I have a Carrera subway 2 bike and its all original spec. I have read that the tyres are the best cheap part to upgrade to get more grip or less drag etc. The problem is the tires on the bike now are size 26 x 1.6. I cannot find tires with this sizing hardly anywhere in the UK. I cannot even find the original Innova 26 x 1.6 that are on there now. Two I found with that size are ( Schwalbe Marathon Supreme 26 X 1.60 Folding Tyre ) and ( Continental Sport Contact 26 x 1.6" )
Would either of these be a decent upgrade or are there others out there ?


----------



## Manonabike (28 Oct 2012)

I have a Carrera Subway 2 too and I have made lots of upgrades. I still got the tyres but I use them only in the summer months. In the winder I use some 26 x 2.0 with plenty of grip.

Upgrades are:
Saddle for a Brooks Flyer.
Stem - probably the best upgrade I made so far.
Wheels - got two good hand made Mavic wheels.
Crankset - upgraded the crankset as the old one broke.
Pedals - for SPD Shimano pedals - old pedals were poor.

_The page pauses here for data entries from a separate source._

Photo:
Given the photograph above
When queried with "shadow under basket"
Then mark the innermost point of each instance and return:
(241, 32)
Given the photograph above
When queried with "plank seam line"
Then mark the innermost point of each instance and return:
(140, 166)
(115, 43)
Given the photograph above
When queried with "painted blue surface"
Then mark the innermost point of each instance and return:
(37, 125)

Very happy with the bike now. Fine for what I need.


----------



## Rickshaw Phil (28 Oct 2012)

There are plenty of tyres that would do the job. Try searching for 26x1.5 or 26x1.75 which are more common sizes. You have a reasonable amount of flexibility with bike tyres and the new ones you pick do not have to be _exactly_ the same width as long as they are for the correct wheel diameter.

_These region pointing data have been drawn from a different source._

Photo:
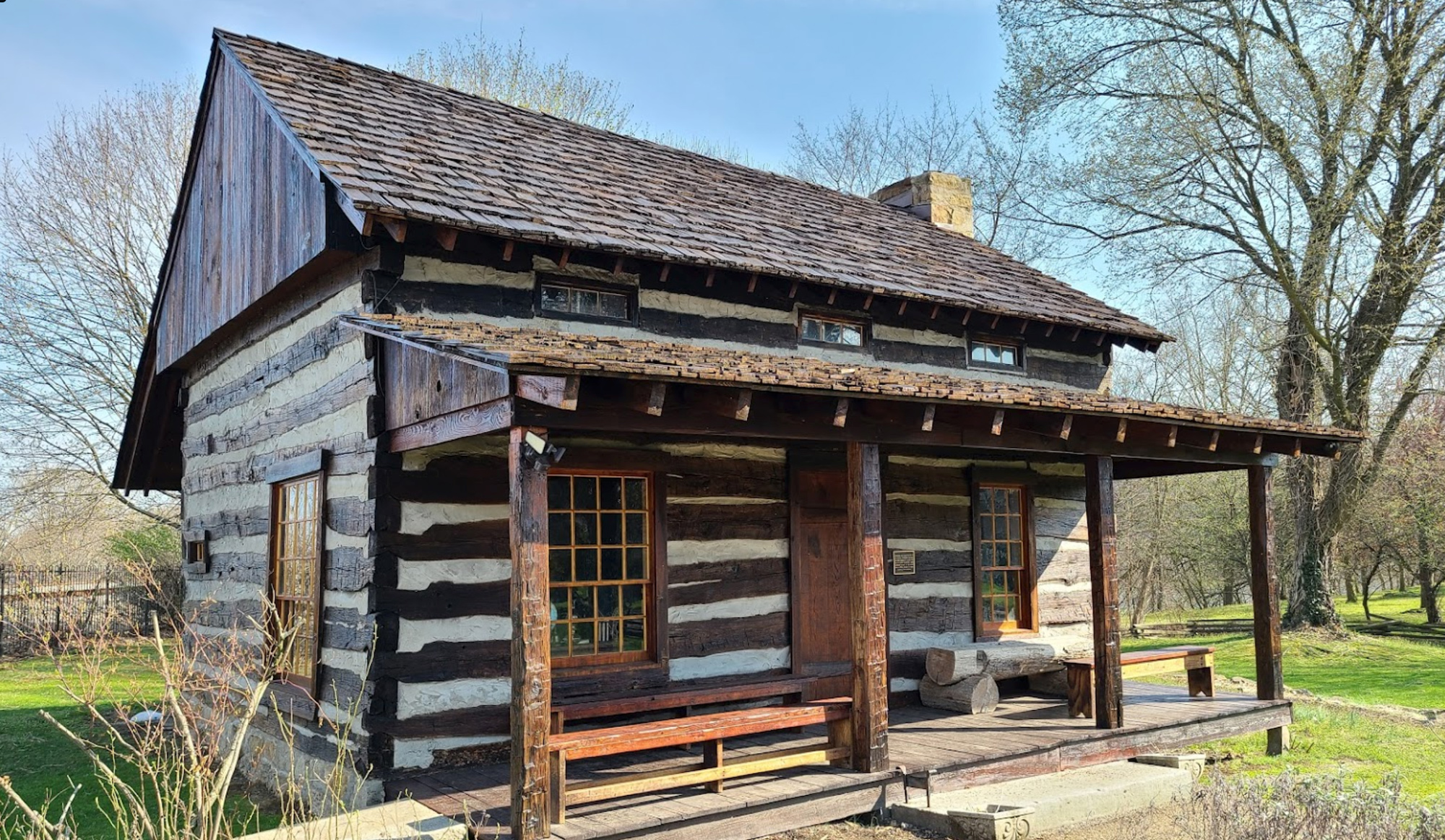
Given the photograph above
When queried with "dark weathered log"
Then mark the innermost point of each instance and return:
(868, 599)
(1269, 676)
(723, 521)
(531, 650)
(949, 666)
(1109, 685)
(1034, 657)
(453, 426)
(1002, 660)
(972, 696)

Personally I'm running 26x1.75 Conti TourRides on my converted rigid mountain bike, which I like a lot but there is plenty of choice out there.

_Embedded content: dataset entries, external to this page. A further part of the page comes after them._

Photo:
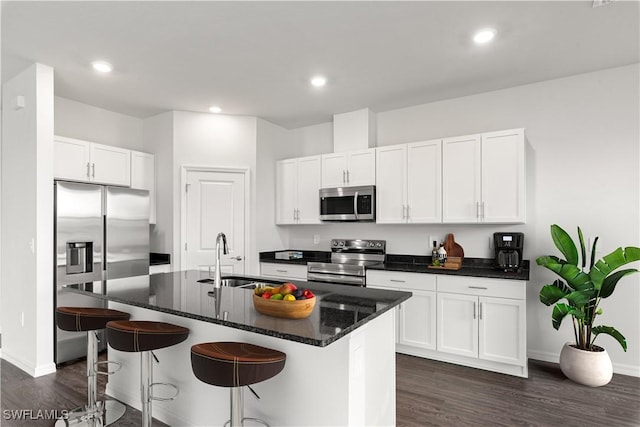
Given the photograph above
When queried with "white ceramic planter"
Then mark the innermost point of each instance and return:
(590, 368)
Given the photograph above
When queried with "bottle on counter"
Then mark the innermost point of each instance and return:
(442, 254)
(434, 253)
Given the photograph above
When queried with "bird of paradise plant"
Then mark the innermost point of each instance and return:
(583, 290)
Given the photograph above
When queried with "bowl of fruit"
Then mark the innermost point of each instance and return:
(286, 301)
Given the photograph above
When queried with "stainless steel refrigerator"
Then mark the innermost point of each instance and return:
(101, 232)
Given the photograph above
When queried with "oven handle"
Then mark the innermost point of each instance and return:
(333, 278)
(355, 205)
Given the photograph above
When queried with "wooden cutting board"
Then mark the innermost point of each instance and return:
(453, 249)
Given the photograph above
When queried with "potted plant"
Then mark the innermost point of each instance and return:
(584, 362)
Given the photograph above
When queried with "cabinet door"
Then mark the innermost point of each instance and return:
(503, 177)
(309, 176)
(71, 159)
(110, 165)
(457, 324)
(461, 179)
(417, 320)
(286, 191)
(502, 330)
(361, 167)
(143, 177)
(391, 179)
(334, 170)
(424, 182)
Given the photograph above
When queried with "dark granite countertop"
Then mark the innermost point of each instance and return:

Schwalbe and Continental both do very good tyres so I'd be happy to recommend either of those.


----------



## david davies (28 Oct 2012)

Thank guys, I had no idea that the width could be 1.5, 1.75 or 2 also.
What stem did you put on it Manonabike ? I was thinking of that upgrade at some point also.


----------



## Manonabike (28 Oct 2012)

david davies said:


> Thank guys, I had no idea that the width could be 1.5, 1.75 or 2 also.
> What stem did you put on it Manonabike ? I was thinking of that upgrade at some point also.


 

I put one of these. The clamp size is 25.4mm. The old stem is the worst I've seen.

This is how mine looks now.....


----------



## david davies (28 Oct 2012)

Manonabike said:


> I put one of these. The clamp size is 25.4mm. The old stem is the worst I've seen.
> 
> This is how mine looks now.....


 Thanks for the pic, looks good with the bull bars too. I will have to get me a set of them as well because I am in Wales countryside and there are proper killer hill climbs here. Do you know what model they are please ?


----------



## Manonabike (28 Oct 2012)

david davies said:


> Thanks for the pic, looks good with the bull bars too. I will have to get me a set of them as well because I am in Wales countryside and there are proper killer hill climbs here. Do you know what model they are please ?


 
They are only bar ends  but they do the job very well.


----------